In una dimensione distopica la componente emozionale è un aspetto molto importante, soprattutto perché nell'estensione dello storytelling a tutti i piani della comunicazione - dai più conosciuti ai meno standard - questa componente viene messa sempre più spesso in secondo piano, nonostante sia un elemento forte della narratività. Secondo questa linea i professori Vincenzo Lombardo, Antonio Pizzo e la prof.ssa Rossana Damiano, insegnanti all'Università di Torino, hanno sviluppato all'interno del Laboratorio interdisciplinare di storie interattive Doppio gioco un software basato sul monitoraggio del sistema emozionale. 

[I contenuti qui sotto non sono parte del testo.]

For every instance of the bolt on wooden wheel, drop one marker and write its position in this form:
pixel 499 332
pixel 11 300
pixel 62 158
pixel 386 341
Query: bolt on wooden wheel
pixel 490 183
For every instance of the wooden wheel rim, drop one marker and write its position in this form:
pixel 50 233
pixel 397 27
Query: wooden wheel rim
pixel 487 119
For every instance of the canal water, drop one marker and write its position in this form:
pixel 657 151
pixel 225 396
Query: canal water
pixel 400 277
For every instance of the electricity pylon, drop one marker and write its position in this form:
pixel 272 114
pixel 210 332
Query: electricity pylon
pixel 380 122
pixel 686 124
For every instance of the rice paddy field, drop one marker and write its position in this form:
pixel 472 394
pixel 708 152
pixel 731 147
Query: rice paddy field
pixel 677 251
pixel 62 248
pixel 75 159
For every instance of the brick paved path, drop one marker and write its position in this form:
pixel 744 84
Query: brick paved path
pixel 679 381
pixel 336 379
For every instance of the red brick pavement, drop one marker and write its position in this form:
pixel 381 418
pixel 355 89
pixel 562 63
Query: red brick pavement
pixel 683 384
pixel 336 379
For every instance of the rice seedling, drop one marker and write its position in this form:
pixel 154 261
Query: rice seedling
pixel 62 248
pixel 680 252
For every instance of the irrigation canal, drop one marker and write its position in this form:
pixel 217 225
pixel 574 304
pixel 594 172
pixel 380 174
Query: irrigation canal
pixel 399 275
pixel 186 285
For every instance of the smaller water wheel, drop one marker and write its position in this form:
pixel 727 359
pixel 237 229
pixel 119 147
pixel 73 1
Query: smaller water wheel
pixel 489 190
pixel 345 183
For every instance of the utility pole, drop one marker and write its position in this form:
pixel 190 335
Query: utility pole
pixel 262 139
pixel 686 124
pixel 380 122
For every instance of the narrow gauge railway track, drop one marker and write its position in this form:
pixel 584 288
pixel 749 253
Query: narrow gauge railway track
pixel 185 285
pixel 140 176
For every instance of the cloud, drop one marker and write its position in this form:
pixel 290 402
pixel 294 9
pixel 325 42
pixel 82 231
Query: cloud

Questo software ha infatti una caratterizzazione precisa data dalla doppia interattività che distingue il performer dal pubblico. A seguire una breve intervista al prof.re Vincenzo Lombardo.

 

Come funziona il software?

Il software è composto da varie unità dette multi agente, e basa il suo intero lavoro su un archivio costruito dai professori, archivio che caratterizza 12 espressioni facciali - per le quali sono stati utilizzati i volti degli studenti del laboratorio - che rimandano ad altrettante emozioni. L'obiettivo del sistema è creare un performer con altre storie - o soluzioni - che però tengano conto della reazione del pubblico. All'interno dell'archivio vi sono delle unità messe in serie che determinano la storia inziale che ha una coerenza interna e viene data come valore assoluto; successivamente lo story manager riceve ed elabora le emozioni del pubblico, le passa all' emotion manager che le ricalcola nell'attesa della valutazione finale dello story manager. Il display è l'unico stage a disposizione dell'autore/utente che ha toltale controllo sullo story world.

 

Come nasce l'idea del software per identificare le emozioni?

L'idea nasce dall'uso della definizione che spesso viene attribuita alle emozioni, descritte come il fattore più importante da considerare quando ci si approccia ad un'analisi del rapporto con il pubblico, e i personaggi - di una qualsiasi opera teatrale - sono il modo migliore per identificarle. Il pubblico è visto solo come una fonte di emozioni di fronte alla quale l'autore decide come muoversi: assegna ad esso solo due criteri di scelta, per evitare un approccio troppo deterministico, e può così seguire l'emozione che sta provando il pubblico oppure contrastarla con modalità forti o deboli. Qui a differenza di molte storie interattive, la figura dell'autore non sparisce dopo la creazione iniziale della storia, ed ha anche lui delle scelte possibili: è proprio questa la parte sperimentale su cui ci siamo concentrati.

 

Come pensate di utilizzare il software? Abbiamo pensato di proporlo in ambiti sperimentali e non in quelli standard, perché è sempre più difficile apporre un processo di convincimento sull'utilità di uno strumento del genere, a causa dei molti aspetti di novità: per prima cosa si tratta di un software - sebbene si tratti di una interfaccia - che ha un motore con cui dialogare nell'ambito della scrittura, inoltre se volessimo adattarlo all'ambito commerciale o di mercato dovremmo adottare molte più interfacce ed integrare meglio lo strumento grafico che abbiamo inserito. Ci siamo interrogati spesso sul target a cui dovremmo rivolgerci e soprattutto il luogo in cui potrebbe servire uno strumento simile: pensiamo alla metafora del performer che si misura con un software che lo aiuta a tener conto dell'espressione del pubblico. Oggi questo software risulta ancora un esperimento che personalmente immagino di utilizzare quando mi occupo di istallazioni museali, come un multimedia in cui è presente un touch-screen sul quale ogni persona fra il pubblico può andare a selezionare opere presenti nel museo, con un'interfaccia così potremmo in una scala di 12 emozioni capire quanto viene o meno apprezzata una mostra e conseguenzialmente modificarne o meno l'offerta : questa sarebbe una situazione meno canonica di quella che avviene in teatro e soprattutto è già un modo di operare nella costruzione di una mostra, con l'uso di vari elementi multimediali. L'idea di base è quella di andare incontro al pubblico - o sperimentalmente anche contro in contesti più limitati e meno a rischio.